Scalability is often touted as the main bottleneck when it comes to the mainstream adoption of blockchain technology. And yes, scalability has been a thorn flesh. Multiple projects have been working on various blockchain scaling solutions, such as Sharding and Plasma. New architectures have also been developed, such as Block Lattice and Tangle,
which offer greater scalability.
However, an often over-looked factor when it comes to this discussion is Privacy. In the words of Vitalik Buterin,
“When I and others talk to companies about building their applications on a blockchain, two primary issues always come up: scalability and privacy.”
Well, Buterin provides the answer again:
“As seductive as a blockchain’s other advantages are, neither companies or individuals are particularly keen on publishing all of their information onto a public database that can be arbitrarily read without any restrictions by one’s own government, foreign governments, family members, coworkers and business competitors.”
Imagine a scenario where a nation is ruled over by a totalitarian government. Whistle-blowers or rebels might need to keep their financial transactions outside the purview of the government. Now this may seem to be a bit drastic example, but think of nations torn by strife, and you will understand the gravity of the situation.

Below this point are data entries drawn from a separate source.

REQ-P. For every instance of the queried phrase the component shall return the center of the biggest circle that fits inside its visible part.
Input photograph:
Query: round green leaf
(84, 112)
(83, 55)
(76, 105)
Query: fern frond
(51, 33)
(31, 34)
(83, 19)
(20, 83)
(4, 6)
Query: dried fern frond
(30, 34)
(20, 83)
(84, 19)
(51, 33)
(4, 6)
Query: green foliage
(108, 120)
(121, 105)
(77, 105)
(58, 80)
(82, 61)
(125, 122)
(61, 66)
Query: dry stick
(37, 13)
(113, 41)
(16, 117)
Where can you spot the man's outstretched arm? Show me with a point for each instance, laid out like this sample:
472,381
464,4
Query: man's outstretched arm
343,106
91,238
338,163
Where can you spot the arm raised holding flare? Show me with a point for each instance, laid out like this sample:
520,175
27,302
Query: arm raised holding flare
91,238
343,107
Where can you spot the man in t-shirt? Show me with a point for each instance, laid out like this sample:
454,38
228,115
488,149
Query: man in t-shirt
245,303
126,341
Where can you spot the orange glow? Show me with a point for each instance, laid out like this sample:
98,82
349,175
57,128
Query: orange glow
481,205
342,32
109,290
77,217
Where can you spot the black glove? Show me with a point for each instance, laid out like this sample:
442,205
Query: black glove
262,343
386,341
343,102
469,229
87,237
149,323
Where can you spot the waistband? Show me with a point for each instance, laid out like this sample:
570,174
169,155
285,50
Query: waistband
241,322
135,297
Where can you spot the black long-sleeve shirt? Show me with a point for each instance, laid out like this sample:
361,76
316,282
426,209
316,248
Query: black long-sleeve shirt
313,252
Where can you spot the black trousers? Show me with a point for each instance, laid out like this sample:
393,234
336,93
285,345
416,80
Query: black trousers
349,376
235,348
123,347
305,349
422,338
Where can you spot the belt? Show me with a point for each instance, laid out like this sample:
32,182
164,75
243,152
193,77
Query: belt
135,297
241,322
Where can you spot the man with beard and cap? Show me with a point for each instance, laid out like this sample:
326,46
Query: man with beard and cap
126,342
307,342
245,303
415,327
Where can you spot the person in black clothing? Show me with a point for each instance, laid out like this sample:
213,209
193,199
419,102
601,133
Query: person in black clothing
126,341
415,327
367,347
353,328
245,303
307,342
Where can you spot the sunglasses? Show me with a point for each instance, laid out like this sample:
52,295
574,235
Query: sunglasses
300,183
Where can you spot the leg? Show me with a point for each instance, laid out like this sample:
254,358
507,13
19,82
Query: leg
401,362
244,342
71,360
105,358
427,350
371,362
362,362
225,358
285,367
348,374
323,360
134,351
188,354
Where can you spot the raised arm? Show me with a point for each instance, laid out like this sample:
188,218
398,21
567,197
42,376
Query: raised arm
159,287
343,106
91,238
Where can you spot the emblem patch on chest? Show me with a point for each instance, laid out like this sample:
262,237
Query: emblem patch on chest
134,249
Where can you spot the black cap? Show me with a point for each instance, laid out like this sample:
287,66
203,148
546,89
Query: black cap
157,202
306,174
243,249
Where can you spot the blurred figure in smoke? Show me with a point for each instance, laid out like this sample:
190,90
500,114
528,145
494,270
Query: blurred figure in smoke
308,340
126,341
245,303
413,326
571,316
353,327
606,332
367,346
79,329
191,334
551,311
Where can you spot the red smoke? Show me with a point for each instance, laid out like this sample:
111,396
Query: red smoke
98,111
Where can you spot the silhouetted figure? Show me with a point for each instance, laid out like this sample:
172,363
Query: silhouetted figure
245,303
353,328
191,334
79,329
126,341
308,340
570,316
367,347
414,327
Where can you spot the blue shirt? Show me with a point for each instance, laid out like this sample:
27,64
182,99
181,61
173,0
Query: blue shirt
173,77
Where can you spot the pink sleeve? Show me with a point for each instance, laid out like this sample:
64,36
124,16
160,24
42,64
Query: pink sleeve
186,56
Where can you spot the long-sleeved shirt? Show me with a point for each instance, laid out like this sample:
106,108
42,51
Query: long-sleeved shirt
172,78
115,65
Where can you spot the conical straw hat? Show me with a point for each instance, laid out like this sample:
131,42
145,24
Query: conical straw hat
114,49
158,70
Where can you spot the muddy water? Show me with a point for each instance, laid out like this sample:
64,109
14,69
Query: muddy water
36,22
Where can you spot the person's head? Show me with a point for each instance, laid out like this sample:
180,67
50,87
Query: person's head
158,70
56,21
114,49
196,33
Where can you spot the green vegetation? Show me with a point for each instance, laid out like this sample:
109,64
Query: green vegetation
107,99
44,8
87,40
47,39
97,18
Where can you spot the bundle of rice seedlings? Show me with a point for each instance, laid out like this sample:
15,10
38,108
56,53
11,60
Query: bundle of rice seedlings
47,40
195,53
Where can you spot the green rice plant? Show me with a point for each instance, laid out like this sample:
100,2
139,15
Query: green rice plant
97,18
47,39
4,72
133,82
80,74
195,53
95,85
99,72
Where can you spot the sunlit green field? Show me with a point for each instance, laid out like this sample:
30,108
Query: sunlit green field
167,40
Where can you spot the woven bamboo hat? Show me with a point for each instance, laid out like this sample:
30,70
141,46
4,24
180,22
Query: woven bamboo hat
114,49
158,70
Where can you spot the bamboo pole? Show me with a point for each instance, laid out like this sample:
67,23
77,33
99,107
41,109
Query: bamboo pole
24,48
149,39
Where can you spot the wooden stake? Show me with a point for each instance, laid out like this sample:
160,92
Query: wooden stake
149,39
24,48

Even in our personal lives, we would want to keep personal information such as identity data or medical records away from the prying eyes of others. If such information is hosted on a blockchain, then there is definitely a necessity for it to be private, allowing only a permissioned few to access such sensitive data.
There has been significant research and development on the privacy aspect of blockchain as well. In this article, we will go over some of the past research, and take a look at some upcoming projects which are trying to solve the privacy problem.
The idea of CoinJoin was proposed by a developer by the name of Gregory Maxwell in 2013. A CoinJoin transaction essentially involves the combination of inputs by multiple users into a single transaction. If multiple users want to send BTC to multiple addresses, they can combine their transactions with one merged signature.
Each user can publish a particular piece of the transaction, but the combined transaction can go through only when all the pieces are put together. For an observer, it becomes ‘almost’ impossible to deduce with certainty as to which output has been initiated by which user.
Unfortunately, as the MIT Technology Review published in a report, CoinJoin isn’t 100% failproof. Having said that, the success of a CoinJoin operation increases with the number of participants, which makes the technique encouraging from a scaling perspective.
Monero is a cryptocurrency which ensures privacy and anonymity by employing the technique of Ring Signature – a digital signature created by a participant in a specified group. If the signature and public keys of all the group members are available, then anyone can verify if one of the participants provided the signature, but that particular participant
can’t be identified.
Every time a user sends a Monero (XMR) transaction, the Monero wallet inserts keys from other users in the blockchain to form a ‘ring’. To an observer, anyone in the ring could have signed the transaction, and so the true identity of the sender remains obscured. Similar to CoinJoin, higher the number of participants in a ring signature group, greater is the degree of anonymity.
Monero also introduced the concept of Stealth Addresses to hide the destination of funds. For every transaction, the sender generates a one-time address based on a public address used solely for that transaction.
Every time XMR is sent, it’s sent to a new address, and these addresses cannot be linked together.
The concept of zero-knowledge proof (or ZK proof) was first described in 1985 by Shafi Goldwasser and Silvio Micali. In cryptography, a ZK proof is a method by which one entity (the ‘prover’) can prove to another identity (the ‘verifier’) that they have the knowledge of a particular information without revealing the information itself.
ZK proofs are the fundamentals on which various privacy techniques have been developed. ZCash, another privacy-focussed cryptocurrency, uses a type of ZK proof known as zk-SNARK to maintain the privacy of transactions. Zk-SNARKs ensure that transactions in the network can remain encrypted but still be verified as valid.
The privacy features in Zcash are not active by default, but are dependent on an initial trusted setup between a prover and verifier. So, a set of public parameters is required to construct ZCash’s ZK proofs, and thus, the private transactions.
Ethereum, which still remains the foremost platform for deploying smart contracts, has integrated zk_SNARKs as part of the Byazntium update in 2017. Apart from Ethereum, a spate of recent projects have been working with ZK proofs and other privacy preserving techniques on the blockchain.
Keep Network is using Multi-Party Computation (MCP) to develop a new privacy primitive for deploying smart contracts on public blockchains. Similar to ZK proofs, MCP enables a set of participants, each of whom
hold a private input to a computation, to jointly learn the output of the
computation without revealing to each other any information about the private inputs.
Findora, a global DeFi network for creating and using confidential assets and smart contracts, uses both ZK proofs and MCP to support privacy-preserving features. This allows operators to verify the validity of transactions without observing the transactions’ private contents even in a private ledger.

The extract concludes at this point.